According to Kirby, the band was earning $100 a show when they started out, but sometimes The Lancers would just play and not worry about the money.
“We played a hop in Gallatin and got paid $30 after driving all the way up there,” Kirby said. “Most of that went for gas. But we had a lot of fun; there were a lot of girls up there.”
Kiss your allowance goodbye
The Lancers got paid twice as much to play up in Sewanee once or twice a year. Kirby remembers great shows there, with lots of kids dancing to early rock ‘n’ roll that was fairly new to them.
“We did OK getting paid,” said Hickerson, recounting a favorite dinner-table story. “One time at dinner, my brother and father and I were sitting around, with my dad behind a newspaper, and I asked a question about if I needed to be doing something about income taxes. My father looked up from the paper, said ‘I don’t think so,’ but then asked how much I made.
“Now I don’t remember what the figure was, but when I told him, he sat there for awhile and said, ‘You made how much?’ My brother was listening intently. The amount was more than he made in a week at his job. My dad said, ‘I pay you a $1 a week for allowance, don’t I?’ When I nodded, he said, ‘Well, you can kiss that goodbye’.”
Hickerson may have lost the allowance but The Lancers had earned local recognition and lifelong friendships that continue to this day. The band played a few reunion gigs over the years – the most notable one at a 1993 outdoor music festival in Switzerland, where Hendrickson has lived for years. They played outside at an old mill near the Rhine, where trailer stages containing the loudest sound system the band ever played with were trucked in.
And their legacy lives on in strange ways, according to Hickerson.

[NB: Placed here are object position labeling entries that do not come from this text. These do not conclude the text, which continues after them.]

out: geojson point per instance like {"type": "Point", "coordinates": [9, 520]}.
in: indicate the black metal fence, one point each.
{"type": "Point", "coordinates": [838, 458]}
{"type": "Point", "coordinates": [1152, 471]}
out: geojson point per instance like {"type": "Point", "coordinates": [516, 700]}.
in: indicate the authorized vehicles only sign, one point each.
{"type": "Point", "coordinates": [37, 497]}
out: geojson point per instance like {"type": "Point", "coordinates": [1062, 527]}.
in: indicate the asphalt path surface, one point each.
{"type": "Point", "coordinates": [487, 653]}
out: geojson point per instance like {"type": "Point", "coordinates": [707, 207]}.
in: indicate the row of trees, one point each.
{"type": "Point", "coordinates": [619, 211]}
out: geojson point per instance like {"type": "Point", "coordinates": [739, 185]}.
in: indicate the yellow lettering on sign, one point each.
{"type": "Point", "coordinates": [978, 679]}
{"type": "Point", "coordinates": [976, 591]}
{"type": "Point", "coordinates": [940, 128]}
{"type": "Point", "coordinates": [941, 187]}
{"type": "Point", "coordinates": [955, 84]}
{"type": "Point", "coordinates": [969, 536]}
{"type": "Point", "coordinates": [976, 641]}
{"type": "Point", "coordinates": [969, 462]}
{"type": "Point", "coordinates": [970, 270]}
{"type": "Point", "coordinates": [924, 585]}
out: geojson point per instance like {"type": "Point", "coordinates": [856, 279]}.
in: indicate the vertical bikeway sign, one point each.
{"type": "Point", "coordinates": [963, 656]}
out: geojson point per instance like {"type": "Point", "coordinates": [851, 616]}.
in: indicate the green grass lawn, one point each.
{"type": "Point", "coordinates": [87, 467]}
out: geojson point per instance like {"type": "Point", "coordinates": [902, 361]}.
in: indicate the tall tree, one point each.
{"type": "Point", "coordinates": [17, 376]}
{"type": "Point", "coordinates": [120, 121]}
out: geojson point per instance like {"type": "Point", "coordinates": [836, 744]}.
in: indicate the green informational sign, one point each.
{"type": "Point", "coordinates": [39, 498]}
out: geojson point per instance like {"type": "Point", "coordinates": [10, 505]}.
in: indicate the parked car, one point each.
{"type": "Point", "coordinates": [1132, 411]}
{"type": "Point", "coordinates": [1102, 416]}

“Sometimes in a band, you have your circle of friends. But when you play to a large group, you have people you never set eyes on, but they’ve been watching you,” he said. “It’s funny because, even 20 years after we played around here, I might get on an elevator somewhere and some guy might ask ‘You still playing saxophone?’ It’s the darndest thing.”
It also can lead to business opportunity, such as the time Hickerson was able to get the late Nashville doctor and businessman Thomas Frist, Sr. to invest in a residential development his company was building in Rutherford County.
“Around 1982, I was in an appraiser’s office, and a guy there remembered me from the Lancers,” he said. They struck up a conversation that led to Dr. Frist’s involved.
“That was a lick we would not have had if not for the band,” Hickerson said.
With the band members turning 70 (Kirby is holding on to 69 for a few more months), all the stories of the Lancers are recounted in conversation. In the new internet millennium of YouTube and Instagram, Facebook and digital music archiving, do they regret not having any of their songs or set lists or concert photos saved for posterity?
“Not really,” said Hickerson with a slight snicker. “The way you remember it, and the way it was can be two different things.”
He was quick to point out that the Lancers did a lot of improvising in their shows. There was a synergism that tied them together, with each musician unconsciously knowing where the others were going, so Hickerson thinks even a recording or two wouldn’t give an accurate measure of the band. And he remembers why.
“Harry once said that we had one true distinction in that we never played the same song the same way twice.”